I’m in Los Angeles this week for the annual Electronic Entertainment Expo, which is one of the biggest video game shows in the world. E3 serves as the pivotal showcase for game makers as they head into the second half of the year. The run-up to Christmas is, of course, their blockbuster season, so the event is where they start to build buzz for the biggest games of the year.
If you want to read more about why E3 is important, check out my preview story on MSN, which is where my coverage will be appearing. With any luck, I’ll find a break in the craziness to post some updates here as well. In the meantime, stay tuned to MSN or follow me on Twitter.
The big story at this year’s show will of course be the Wii U, or Nintendo’s next-generation console. The company showed off early prototypes at last year’s show, so this year we’ll be getting much more detail as well as, I’m sure, some hands-on time. I’m certainly curious as to whether Nintendo can recapture some of the early momentum it had with the Wii, but also whether it can lure back hard-core gamers.
Besides that, the focus is largely going to be on the games themselves, rather than hardware. Sony and Microsoft are not likely to talk about next-generation consoles, since they’re doing just fine with their existing machines.

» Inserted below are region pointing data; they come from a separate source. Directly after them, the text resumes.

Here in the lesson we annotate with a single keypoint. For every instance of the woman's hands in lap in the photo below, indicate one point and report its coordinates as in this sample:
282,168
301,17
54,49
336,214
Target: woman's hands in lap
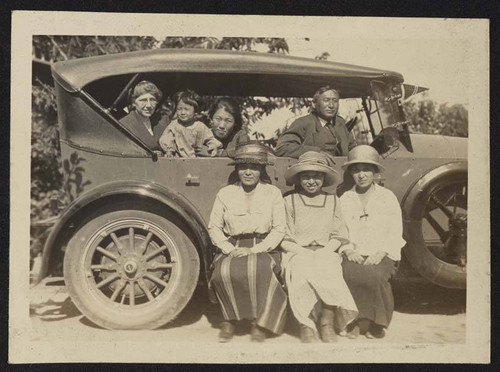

I’ve got a packed schedule – I’ll be in briefings with all of the major publishers, including Microsoft, Sony, Nintendo, Electronic Arts, Ubisoft and Activision, and will be interviewing a couple of big-wigs. Some of the major games I’m scheduled to check out include Transformers: Fall of Cybertron, The Amazing Spider-Man, Call of Duty: Black Ops 2, Halo 4, Fable: The Journey, Assassin’s Creed 3, Far Cry 3, God of War: Ascension and The Last of Us, plus a whole bunch more.
And since we’re talking about video games, the Entertainment Software Association of Canada has released a few new snippets of data just in time for E3. The industry’s lobby group does regular demographic check-ups to see who is playing video games and the results are always informative.
In the latest survey, 58% of Canadians reported playing video games in the past four weeks, up 5% from 2010. About 80% of households have at least one cellphone, tablet or other mobile device, with 61% having a video game console, which is up 14% from 2010.
The average age of gamers, meanwhile, dipped to 31 from 33 in the previous survey. More and more of them are female though, with about 54% surveyed of the male persuasion, down from 62%.